Have faith in yourself. No matter how appalling the situation is never loose yourself. Believe that things happen for a reason and always look on the bright side no matter how ugly the situation is. Accept the fact that not everyone would like you for what you are, to whom who doesn't, sod them all. They don't deserve to be on your list anyway. You are the one who is responsible for every of your decision and for your own life. Don't let some insignificant person ruin it for you.Pegila mati orang lain kan.

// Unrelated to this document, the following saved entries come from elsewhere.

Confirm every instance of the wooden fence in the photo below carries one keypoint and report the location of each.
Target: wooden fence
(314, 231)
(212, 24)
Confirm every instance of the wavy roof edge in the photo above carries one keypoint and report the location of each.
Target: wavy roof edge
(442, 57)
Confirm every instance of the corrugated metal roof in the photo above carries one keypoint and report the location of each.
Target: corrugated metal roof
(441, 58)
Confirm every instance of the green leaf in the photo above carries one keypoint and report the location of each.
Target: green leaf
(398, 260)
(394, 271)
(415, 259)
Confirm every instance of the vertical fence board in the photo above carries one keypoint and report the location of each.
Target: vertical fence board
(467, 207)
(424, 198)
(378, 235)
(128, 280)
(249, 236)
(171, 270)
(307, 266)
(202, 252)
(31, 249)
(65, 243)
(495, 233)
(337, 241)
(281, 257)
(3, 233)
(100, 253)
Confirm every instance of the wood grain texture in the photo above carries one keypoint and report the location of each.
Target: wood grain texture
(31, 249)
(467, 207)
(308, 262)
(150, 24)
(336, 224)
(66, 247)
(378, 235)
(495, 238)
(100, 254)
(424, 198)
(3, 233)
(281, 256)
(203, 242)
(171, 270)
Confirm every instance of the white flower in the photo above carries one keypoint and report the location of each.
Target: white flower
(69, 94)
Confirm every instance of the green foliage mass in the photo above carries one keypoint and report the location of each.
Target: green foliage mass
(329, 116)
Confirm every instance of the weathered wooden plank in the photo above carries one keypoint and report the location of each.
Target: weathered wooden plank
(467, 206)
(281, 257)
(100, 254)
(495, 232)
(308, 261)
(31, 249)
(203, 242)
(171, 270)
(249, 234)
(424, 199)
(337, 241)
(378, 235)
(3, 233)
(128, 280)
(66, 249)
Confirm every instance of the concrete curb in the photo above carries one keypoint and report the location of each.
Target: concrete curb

Finally, I learned that the most powerful feeling is love and to be love. Like right now, my left hand is bluish and still soaked with blood, the result of getting bitten by one of my cats after I tried to save him from a catfight. Tanganku berlubang-lubang dan nampak sungguh suicidal, sungguh tak elok dan cacat.Baru kene inject dengan dokter tadik, sangatla sakit ok dan sekarang mmg takleh gerak lansung. I was supposed to cry coz it's really ugly and agonizing which I always do but when I heard my boyfriend sleepy voice saying "Ala, kesian baby..Sapu minyak gamat tau" last night I felt warm. So warm that it makes me smile when I was actually supposed to cry. That sentence is so simple but if it came from a person who you truly love, it can mean the whole world to you. Mungkin kalau ag tak angkat telefon pukul 1.30 pagi tadi, kucing itu iaitu Honey Star memang dah kaw-kaw dengan aku atau dengan ag-ag sekali dah kene.Hehehe.Main-main je by,jangan marah.I sayang you.Sangat lagi ok.
Ok, lari topik.I know.
Fine.We shall move on to the next topic then.It's time to make birthday wish [or should I say wishes?]. My wish for my 25 birthday is I wish that I would still have what I have today for the rest of my life.My family, my friends, my faith my baby,ag. Without you guys my life would be meaningless.
Ok.Time to blow the candle.I mean..Happy Birthday to me!!